La Lega dei Ticinesi propone altri ostacoli per gli italiani

Un mese di stipendio pagato ai frontalieri italiani come incentivo per non andare a lavorare in Ticino. È la provocazione del governatore di Regione Lombardia Roberto Maroni. Maroni si rivolge a Norman Gobbi, Lega dei Ticinesi, il quale ha voluto introdurre l’obbligo di presentazione del casellario giudiziale per i frontalieri, su cui pende anche una tassazione supplementare.

«Se continua con questa ostinazione - ha affermato Maroni - io penso di dire ai 60mila lavoratori lombardi: “Facciamo una prova, per un mese non andate in Svizzera, non andate a lavorare, vi pago io lo stipendio”, e vediamo cosa succede».
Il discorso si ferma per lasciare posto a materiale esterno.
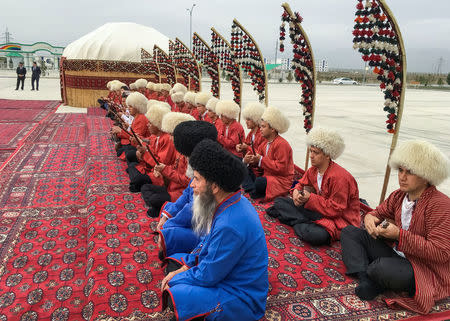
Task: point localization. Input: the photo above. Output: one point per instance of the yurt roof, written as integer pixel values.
(119, 41)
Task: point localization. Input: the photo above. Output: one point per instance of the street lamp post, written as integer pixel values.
(190, 25)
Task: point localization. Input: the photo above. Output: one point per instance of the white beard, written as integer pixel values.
(189, 171)
(203, 211)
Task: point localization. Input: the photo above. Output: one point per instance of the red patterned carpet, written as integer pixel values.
(76, 245)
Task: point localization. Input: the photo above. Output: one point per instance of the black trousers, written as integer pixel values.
(137, 179)
(301, 219)
(362, 253)
(33, 79)
(154, 196)
(20, 80)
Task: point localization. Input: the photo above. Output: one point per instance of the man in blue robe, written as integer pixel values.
(225, 277)
(174, 227)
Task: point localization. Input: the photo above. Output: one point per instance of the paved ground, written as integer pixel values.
(356, 111)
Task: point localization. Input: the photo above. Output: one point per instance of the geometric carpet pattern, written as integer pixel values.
(75, 244)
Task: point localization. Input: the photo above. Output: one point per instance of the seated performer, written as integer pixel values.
(175, 223)
(174, 175)
(212, 116)
(405, 246)
(273, 157)
(252, 114)
(189, 104)
(231, 133)
(326, 199)
(137, 106)
(201, 99)
(161, 147)
(225, 277)
(141, 85)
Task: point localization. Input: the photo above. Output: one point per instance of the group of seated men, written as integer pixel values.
(189, 157)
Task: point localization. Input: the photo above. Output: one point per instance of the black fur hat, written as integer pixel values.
(217, 165)
(189, 133)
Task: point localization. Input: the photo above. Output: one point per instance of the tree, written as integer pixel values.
(290, 77)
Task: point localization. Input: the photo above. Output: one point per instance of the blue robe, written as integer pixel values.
(227, 277)
(176, 234)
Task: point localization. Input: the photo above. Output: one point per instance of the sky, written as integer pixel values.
(425, 25)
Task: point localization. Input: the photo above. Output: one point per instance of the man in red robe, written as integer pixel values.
(273, 157)
(252, 114)
(405, 246)
(232, 132)
(174, 175)
(201, 99)
(160, 145)
(137, 105)
(326, 199)
(212, 116)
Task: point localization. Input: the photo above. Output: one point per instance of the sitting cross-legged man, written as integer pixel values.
(273, 157)
(201, 99)
(137, 106)
(232, 132)
(405, 246)
(212, 116)
(225, 277)
(326, 199)
(252, 114)
(161, 148)
(174, 175)
(175, 226)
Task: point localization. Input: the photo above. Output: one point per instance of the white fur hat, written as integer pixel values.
(166, 87)
(177, 97)
(227, 108)
(328, 140)
(202, 98)
(157, 87)
(211, 104)
(116, 85)
(179, 88)
(138, 101)
(141, 83)
(253, 111)
(422, 159)
(172, 119)
(276, 119)
(189, 97)
(155, 114)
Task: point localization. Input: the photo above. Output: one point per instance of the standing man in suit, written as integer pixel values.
(21, 72)
(36, 74)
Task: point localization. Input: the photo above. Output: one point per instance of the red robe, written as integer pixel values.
(278, 166)
(164, 151)
(338, 200)
(194, 113)
(175, 174)
(426, 245)
(231, 135)
(139, 126)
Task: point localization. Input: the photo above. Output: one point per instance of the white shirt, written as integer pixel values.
(407, 210)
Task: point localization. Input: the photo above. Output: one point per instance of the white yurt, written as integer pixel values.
(112, 51)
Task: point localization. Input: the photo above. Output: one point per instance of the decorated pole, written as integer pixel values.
(222, 51)
(247, 54)
(303, 65)
(206, 56)
(187, 65)
(379, 40)
(165, 65)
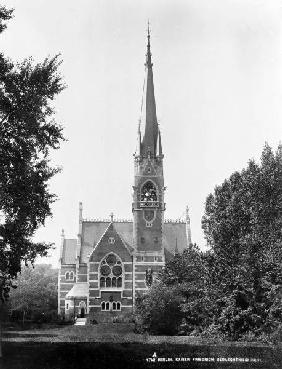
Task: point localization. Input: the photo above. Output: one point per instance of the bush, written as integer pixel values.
(159, 311)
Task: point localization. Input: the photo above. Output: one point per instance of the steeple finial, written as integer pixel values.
(112, 217)
(149, 130)
(148, 55)
(176, 251)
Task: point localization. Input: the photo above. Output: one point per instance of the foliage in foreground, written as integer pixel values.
(36, 297)
(28, 132)
(233, 291)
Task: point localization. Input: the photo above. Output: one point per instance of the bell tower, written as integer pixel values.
(148, 190)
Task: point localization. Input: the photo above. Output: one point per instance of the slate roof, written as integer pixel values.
(78, 290)
(92, 231)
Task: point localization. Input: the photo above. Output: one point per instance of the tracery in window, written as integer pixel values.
(110, 272)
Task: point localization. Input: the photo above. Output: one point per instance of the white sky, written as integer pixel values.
(218, 87)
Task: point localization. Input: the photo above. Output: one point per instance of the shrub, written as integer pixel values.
(159, 310)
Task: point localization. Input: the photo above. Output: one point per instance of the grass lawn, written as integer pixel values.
(116, 346)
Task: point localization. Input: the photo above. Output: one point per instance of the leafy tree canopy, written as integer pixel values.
(28, 132)
(37, 291)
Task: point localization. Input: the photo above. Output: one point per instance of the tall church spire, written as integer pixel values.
(149, 123)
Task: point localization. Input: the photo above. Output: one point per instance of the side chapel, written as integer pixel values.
(111, 261)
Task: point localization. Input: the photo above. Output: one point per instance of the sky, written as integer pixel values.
(218, 88)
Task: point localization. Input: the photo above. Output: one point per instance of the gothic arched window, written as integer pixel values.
(149, 192)
(110, 272)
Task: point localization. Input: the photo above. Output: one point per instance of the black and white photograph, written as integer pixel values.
(140, 184)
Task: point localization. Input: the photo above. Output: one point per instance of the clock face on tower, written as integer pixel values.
(149, 192)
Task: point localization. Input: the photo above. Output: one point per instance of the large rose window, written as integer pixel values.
(111, 272)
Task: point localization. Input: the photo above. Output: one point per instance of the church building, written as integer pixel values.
(113, 261)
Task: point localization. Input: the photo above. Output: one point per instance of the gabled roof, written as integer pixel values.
(79, 290)
(92, 231)
(111, 231)
(69, 251)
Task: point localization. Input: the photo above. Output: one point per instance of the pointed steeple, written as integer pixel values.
(149, 123)
(176, 251)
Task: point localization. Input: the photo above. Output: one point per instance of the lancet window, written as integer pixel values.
(111, 272)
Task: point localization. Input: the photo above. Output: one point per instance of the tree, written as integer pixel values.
(36, 295)
(27, 134)
(159, 310)
(179, 301)
(243, 226)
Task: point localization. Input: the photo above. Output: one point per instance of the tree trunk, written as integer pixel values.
(1, 354)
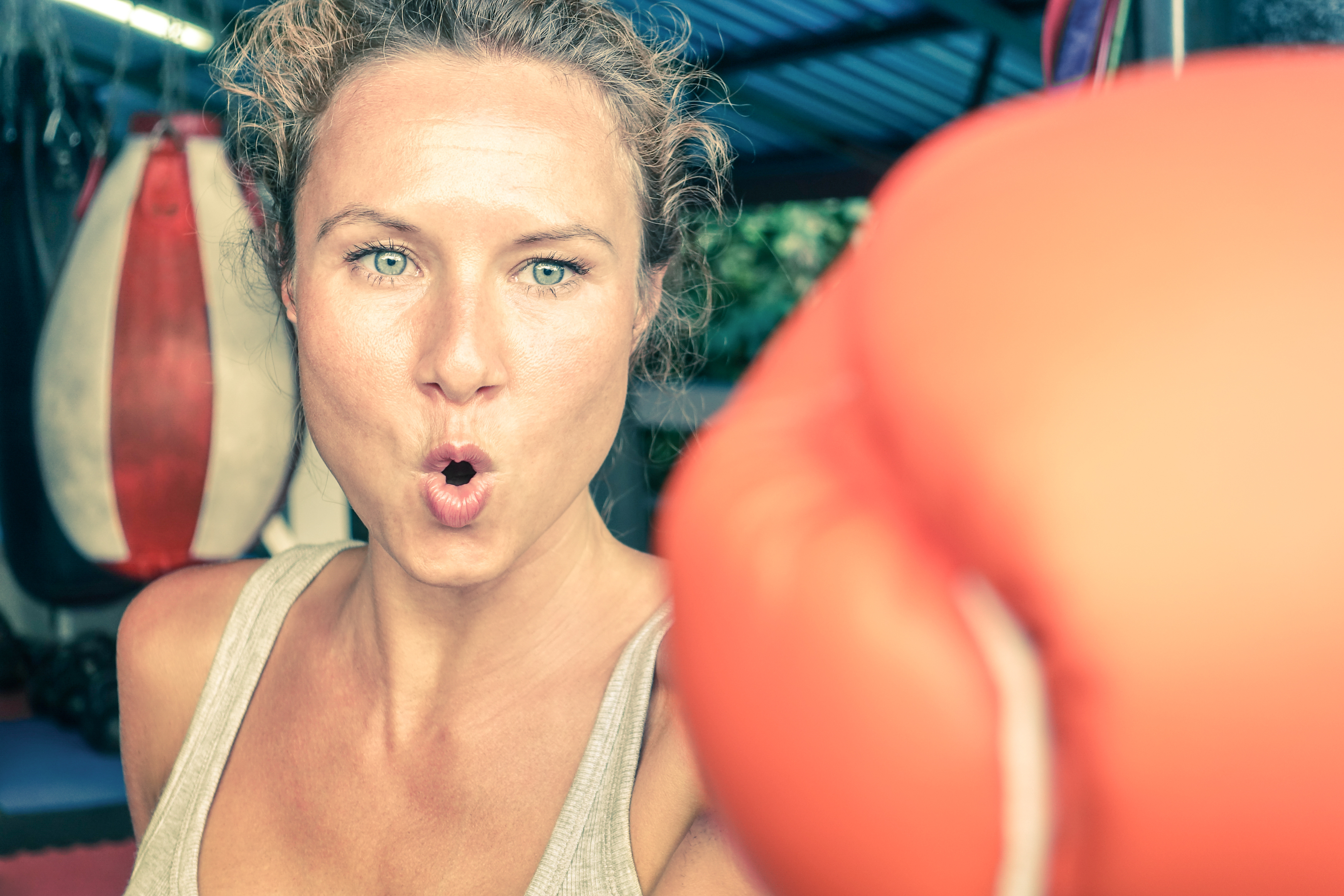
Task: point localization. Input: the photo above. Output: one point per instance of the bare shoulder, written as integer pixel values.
(679, 843)
(166, 644)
«Norman Gobbi è un amico, poi è un cugino, politicamente parlando, perché è la Lega dei Ticinesi - ha ricordato Maroni - Però fa cose che io non condivido, quando dice “Dobbiamo apporre ostacoli all’ingresso dei lavoratori transfrontalieri della Lombardia”. Sono 60mila lavoratori, senza i quali il Canton Ticino si ferma». Da qui la provocazione di Maroni, nel proporre come scenario futuro un popolo di lavoratori che per un mese si ferma. Verrebbe da dire: paga Pirellone.